Known in the industry as zero-rating, Google is essentially trying to act as a middleman between carriers and app developers to reduce the data charges as well as other expenses sought by app developers to ensure that the price of using these services by users is minimal. The company would be closely monitoring data usage when a person uses any of the app partner’s app and would pay the carrier the fee.

Interestingly, the report suggests that Google isn’t trying to make access to its own apps free. Google offers all its apps such as Gmail, YouTube, Maps, Keep, and Hangouts for free, but users still have to pay their carriers for the data usage clocked while accessing these services. In the past, however, Google has also favored its own services. The search giant, in the past, had partnered with Airtel to make access to its search engine free to users.
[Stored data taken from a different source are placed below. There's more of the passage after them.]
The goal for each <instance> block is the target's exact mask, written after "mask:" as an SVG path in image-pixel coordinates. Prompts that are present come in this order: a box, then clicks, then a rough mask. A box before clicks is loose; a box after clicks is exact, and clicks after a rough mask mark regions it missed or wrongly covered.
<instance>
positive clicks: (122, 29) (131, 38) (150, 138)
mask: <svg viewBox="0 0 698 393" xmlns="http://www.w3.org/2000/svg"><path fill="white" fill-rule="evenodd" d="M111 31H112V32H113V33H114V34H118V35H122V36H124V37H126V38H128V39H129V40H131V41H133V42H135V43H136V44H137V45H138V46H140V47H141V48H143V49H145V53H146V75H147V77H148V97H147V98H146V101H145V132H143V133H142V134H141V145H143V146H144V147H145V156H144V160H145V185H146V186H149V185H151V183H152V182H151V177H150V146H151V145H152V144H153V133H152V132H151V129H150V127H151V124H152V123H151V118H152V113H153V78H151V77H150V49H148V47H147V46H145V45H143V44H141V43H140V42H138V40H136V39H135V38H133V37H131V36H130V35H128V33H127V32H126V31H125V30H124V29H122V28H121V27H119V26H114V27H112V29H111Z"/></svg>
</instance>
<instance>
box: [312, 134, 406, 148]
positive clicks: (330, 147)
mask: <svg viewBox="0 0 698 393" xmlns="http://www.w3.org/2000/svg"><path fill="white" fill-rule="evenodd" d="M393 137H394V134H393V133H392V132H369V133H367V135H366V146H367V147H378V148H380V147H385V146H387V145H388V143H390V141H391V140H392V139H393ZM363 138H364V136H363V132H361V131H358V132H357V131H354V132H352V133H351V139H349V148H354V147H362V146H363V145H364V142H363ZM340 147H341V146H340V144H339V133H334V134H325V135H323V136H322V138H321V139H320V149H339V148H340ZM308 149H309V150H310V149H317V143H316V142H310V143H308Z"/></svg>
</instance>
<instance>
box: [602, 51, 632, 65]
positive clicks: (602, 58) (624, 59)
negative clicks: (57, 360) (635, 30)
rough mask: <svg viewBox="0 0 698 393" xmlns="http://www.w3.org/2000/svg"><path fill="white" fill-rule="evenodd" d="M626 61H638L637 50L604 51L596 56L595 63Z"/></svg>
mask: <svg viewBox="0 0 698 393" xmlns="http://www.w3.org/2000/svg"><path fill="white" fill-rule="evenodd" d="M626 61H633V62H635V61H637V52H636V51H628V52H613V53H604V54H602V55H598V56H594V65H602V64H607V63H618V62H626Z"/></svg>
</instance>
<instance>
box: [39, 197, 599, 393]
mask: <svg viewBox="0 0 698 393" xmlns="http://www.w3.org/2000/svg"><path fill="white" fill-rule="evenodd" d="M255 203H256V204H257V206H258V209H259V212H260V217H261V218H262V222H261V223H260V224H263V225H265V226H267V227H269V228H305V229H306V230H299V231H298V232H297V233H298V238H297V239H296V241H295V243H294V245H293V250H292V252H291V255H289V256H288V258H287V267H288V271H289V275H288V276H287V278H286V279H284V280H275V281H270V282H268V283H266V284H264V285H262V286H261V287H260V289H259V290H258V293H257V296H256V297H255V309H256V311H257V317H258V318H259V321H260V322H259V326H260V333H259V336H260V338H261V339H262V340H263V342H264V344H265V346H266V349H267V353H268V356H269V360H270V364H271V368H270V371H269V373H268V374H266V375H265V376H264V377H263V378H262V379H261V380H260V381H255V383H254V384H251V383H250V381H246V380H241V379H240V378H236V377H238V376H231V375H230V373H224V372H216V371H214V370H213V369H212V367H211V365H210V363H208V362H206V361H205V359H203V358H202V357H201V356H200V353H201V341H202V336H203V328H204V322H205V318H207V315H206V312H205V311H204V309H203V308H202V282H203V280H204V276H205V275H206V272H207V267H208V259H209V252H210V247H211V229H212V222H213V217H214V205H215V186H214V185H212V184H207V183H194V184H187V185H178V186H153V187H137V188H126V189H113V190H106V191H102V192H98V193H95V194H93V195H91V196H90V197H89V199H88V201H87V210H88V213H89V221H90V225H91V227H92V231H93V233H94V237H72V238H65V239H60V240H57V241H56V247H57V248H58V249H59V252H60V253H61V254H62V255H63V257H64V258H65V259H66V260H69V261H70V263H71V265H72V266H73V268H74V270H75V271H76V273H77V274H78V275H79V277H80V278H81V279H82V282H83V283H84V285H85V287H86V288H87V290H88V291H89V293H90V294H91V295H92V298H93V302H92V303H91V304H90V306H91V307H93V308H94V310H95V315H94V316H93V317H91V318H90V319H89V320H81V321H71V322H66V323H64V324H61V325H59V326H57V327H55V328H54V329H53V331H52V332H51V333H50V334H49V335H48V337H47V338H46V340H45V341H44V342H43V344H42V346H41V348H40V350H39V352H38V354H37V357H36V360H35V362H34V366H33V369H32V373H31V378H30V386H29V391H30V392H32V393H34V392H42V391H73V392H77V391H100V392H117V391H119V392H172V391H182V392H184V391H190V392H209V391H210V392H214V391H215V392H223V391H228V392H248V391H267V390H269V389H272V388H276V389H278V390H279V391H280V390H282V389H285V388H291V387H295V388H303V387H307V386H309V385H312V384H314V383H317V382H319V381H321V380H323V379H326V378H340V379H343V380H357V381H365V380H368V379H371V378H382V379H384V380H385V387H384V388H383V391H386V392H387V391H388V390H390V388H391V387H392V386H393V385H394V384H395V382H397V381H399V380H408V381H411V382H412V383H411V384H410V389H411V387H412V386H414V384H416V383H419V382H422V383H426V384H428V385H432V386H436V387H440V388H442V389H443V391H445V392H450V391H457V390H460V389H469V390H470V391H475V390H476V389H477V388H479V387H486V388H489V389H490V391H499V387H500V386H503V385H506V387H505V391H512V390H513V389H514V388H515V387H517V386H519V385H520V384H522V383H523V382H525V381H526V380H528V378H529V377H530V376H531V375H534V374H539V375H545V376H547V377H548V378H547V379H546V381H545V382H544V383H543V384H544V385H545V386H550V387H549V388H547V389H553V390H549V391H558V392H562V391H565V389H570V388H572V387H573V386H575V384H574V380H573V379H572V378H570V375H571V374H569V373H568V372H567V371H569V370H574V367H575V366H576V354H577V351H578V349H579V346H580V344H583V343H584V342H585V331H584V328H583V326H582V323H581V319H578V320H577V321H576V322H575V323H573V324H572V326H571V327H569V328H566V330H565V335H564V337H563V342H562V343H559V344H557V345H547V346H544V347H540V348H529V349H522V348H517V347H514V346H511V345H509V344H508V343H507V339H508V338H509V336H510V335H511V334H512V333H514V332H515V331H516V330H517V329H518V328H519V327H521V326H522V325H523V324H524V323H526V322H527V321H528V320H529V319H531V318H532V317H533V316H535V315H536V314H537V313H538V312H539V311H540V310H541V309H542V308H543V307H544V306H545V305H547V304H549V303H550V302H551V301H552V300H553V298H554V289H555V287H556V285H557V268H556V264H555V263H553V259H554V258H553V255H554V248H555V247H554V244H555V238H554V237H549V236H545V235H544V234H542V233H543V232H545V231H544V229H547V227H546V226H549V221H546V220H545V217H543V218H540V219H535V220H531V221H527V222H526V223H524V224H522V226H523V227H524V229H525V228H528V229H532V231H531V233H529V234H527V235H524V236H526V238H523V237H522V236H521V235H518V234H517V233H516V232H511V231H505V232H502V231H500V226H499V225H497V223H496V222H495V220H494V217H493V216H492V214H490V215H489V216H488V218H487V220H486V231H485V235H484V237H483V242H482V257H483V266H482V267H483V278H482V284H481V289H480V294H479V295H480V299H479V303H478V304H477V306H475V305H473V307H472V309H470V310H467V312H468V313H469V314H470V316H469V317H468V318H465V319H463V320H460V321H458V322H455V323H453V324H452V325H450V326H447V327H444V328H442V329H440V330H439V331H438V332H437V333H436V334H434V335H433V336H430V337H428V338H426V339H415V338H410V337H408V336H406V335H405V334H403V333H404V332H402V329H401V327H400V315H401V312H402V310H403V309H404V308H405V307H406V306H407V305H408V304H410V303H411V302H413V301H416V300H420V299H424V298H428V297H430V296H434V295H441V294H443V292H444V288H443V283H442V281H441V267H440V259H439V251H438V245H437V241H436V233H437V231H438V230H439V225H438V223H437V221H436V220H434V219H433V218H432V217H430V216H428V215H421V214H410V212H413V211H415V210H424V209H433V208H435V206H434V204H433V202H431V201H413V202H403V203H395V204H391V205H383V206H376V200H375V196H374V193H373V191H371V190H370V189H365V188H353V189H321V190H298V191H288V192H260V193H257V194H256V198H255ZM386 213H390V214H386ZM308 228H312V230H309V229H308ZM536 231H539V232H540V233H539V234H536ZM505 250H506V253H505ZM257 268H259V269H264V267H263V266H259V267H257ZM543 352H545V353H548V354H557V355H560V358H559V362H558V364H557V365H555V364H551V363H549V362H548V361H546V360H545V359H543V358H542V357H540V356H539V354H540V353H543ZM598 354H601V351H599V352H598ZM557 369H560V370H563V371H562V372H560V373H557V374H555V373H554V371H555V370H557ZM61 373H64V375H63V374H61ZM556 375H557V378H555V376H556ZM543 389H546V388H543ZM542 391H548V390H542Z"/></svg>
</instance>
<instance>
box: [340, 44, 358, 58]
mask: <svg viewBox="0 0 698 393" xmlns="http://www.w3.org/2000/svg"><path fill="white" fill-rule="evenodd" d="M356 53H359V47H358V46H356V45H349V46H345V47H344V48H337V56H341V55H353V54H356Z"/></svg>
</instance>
The report further claims that the company will pilot this project on Android One handsets. By reducing the charge to use an app, Google is ultimately aiming to make the dirt cheap Android One handsets more useful and valuable to people. To ensure minimum bandwidth is used while accessing apps, Google could use its own content delivery network infrastructure.

Google has indulged into is very similar  methods as the approach Facebook has taken. Through, the social network company is allowing users free access to select apps and services. In India, the company has partnered with RCom, a broadband and telecommunications company to offer free access to around three dozens websites to those who are on Reliance network. Google is also trying to bring down the cost of using select apps.

Both Facebook and Google are participating in acts that defy the essence of net neutrality. The companies are favoring one carrier and apps or services developed by partners of that carrier. In the long run, this could entrench powerful monopolies and devastate the competition and ultimately slow down innovation.